For one, I don't see the issue
@sophiecentaur has with the direction in the derivation - you get the same result for ##U(b)## regardless of the direction you move the test particle.
For m moving from infinity to b:
$$ \Delta U= - \int_\infty^b \vec F \cdot d \vec r = - \int_\infty^b F dr = - \int_\infty^b \frac{GMm}{r^2} dr = -GMm(-\frac{1}{b}) = \frac{GMm}{b} $$
$$ \Delta U = U(b) - U(\infty) = U(b) $$
$$ U(b) = \frac{GMm}{b} $$
For m moving from b to infinity:
$$ \Delta U = - \int_b^\infty \vec F \cdot d \vec r = - \int_b^\infty - F dr = - \int_b^\infty \frac{GMm}{r^2} dr = -GMm(\frac{1}{b}) = - \frac{GMm}{b} $$
$$ \Delta U = U(\infty) - U(b) = - U(b)$$
$$ -U(b) = - \frac{GMm}{b} $$
$$ U(b) = \frac{GMm}{b} $$
And of course the sign for U at point b in both cases is positive, and I don't see the reason why it should come out negative. If it's a matter of convention, then it feels artificial to insert it at this stage. The only two sign conventions I'm aware of in this case is the negative sign for the force if it's not in the same direction as the displacement when switching from the vector form, and the ##\Delta U=-W##. Shouldn't these two alone net the correct result?

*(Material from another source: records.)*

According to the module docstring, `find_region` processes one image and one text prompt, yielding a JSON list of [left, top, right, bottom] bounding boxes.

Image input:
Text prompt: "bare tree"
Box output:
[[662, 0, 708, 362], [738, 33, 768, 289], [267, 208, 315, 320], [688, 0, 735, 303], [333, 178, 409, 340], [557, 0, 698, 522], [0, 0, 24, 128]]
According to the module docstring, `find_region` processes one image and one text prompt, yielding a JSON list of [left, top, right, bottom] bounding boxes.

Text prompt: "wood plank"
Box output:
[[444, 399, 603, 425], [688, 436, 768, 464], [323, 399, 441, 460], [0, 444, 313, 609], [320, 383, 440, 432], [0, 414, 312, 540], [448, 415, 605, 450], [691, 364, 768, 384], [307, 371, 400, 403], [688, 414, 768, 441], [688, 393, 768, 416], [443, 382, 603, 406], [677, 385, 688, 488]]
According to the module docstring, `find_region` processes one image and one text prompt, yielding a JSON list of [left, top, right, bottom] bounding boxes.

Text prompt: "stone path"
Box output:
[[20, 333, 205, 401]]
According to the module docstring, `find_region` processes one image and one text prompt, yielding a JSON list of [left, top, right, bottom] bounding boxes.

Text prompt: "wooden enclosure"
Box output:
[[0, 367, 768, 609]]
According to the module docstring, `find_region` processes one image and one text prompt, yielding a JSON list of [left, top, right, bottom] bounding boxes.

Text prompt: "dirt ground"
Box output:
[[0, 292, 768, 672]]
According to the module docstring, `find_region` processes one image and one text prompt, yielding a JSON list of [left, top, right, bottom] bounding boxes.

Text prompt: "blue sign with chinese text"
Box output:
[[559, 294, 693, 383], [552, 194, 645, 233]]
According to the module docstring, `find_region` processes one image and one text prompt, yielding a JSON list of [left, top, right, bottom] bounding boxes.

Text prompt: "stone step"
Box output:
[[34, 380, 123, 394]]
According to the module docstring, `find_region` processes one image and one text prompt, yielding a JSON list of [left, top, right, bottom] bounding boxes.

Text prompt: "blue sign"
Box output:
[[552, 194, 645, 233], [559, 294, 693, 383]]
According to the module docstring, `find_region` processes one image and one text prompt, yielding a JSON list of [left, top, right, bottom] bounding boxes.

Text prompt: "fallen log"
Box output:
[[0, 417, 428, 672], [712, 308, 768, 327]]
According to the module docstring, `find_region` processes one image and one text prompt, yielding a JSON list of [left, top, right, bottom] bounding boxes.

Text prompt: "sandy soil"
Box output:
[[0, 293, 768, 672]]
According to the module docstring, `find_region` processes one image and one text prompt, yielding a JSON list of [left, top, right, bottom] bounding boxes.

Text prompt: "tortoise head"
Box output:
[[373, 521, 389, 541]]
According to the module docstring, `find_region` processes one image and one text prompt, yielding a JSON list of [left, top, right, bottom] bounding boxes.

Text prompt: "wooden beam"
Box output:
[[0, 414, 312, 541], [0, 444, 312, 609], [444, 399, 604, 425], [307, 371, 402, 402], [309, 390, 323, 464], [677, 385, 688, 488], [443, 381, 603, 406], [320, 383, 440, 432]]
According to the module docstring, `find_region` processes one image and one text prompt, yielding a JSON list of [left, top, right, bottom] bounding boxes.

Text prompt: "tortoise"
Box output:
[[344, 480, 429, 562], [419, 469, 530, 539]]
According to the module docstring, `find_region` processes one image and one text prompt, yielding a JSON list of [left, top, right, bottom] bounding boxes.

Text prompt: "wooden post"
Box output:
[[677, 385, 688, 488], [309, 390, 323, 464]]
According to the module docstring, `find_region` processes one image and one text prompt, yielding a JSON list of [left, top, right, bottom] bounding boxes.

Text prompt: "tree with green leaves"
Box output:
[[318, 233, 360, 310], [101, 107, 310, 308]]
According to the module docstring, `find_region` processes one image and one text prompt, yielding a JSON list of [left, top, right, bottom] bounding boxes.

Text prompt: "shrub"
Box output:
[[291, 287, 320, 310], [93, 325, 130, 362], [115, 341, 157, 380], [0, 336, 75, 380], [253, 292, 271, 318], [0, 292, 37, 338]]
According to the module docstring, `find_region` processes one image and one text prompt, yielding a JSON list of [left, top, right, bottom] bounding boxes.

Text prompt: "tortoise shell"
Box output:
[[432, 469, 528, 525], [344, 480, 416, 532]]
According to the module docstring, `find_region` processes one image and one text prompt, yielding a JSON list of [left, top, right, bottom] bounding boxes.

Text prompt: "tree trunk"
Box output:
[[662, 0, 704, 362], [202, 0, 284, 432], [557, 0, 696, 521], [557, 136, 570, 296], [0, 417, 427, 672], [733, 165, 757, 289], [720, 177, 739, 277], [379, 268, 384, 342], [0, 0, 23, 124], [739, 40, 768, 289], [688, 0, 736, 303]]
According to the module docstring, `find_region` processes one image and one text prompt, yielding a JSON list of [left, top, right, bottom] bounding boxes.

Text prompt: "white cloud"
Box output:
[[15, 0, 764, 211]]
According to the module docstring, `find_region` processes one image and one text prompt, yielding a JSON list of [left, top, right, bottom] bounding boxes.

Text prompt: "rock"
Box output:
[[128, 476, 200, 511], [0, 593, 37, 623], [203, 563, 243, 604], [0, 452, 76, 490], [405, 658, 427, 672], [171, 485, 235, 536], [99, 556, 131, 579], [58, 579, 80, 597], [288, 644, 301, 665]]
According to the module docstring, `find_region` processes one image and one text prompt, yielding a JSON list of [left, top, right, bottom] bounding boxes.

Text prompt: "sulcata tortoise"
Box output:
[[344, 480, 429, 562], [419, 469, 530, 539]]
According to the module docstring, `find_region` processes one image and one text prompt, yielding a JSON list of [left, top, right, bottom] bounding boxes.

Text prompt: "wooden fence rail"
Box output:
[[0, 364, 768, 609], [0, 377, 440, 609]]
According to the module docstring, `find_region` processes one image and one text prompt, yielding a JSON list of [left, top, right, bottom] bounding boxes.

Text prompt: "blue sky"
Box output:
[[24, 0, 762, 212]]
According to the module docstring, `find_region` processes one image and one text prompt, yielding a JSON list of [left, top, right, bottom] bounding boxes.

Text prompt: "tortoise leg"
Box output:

I saw this derivation in the wikibooks section:
http://en.wikibooks.org/wiki/Physic.../Gravitational_Potential_Energy#Another_proof
that nets a negative result, but I don't understand why they switch the integration limits for no apparent (to me at least) reason in the third line. They certainly do not mention any extra conventions being applied at any stage.
I checked in Kleppner-Kolenkow(p.171), and they just leave the derivation at
$$U(r)=\frac{A}{r}$$
again, with the positive sign.
So, to repeat the question the OP asked: where's the mistake?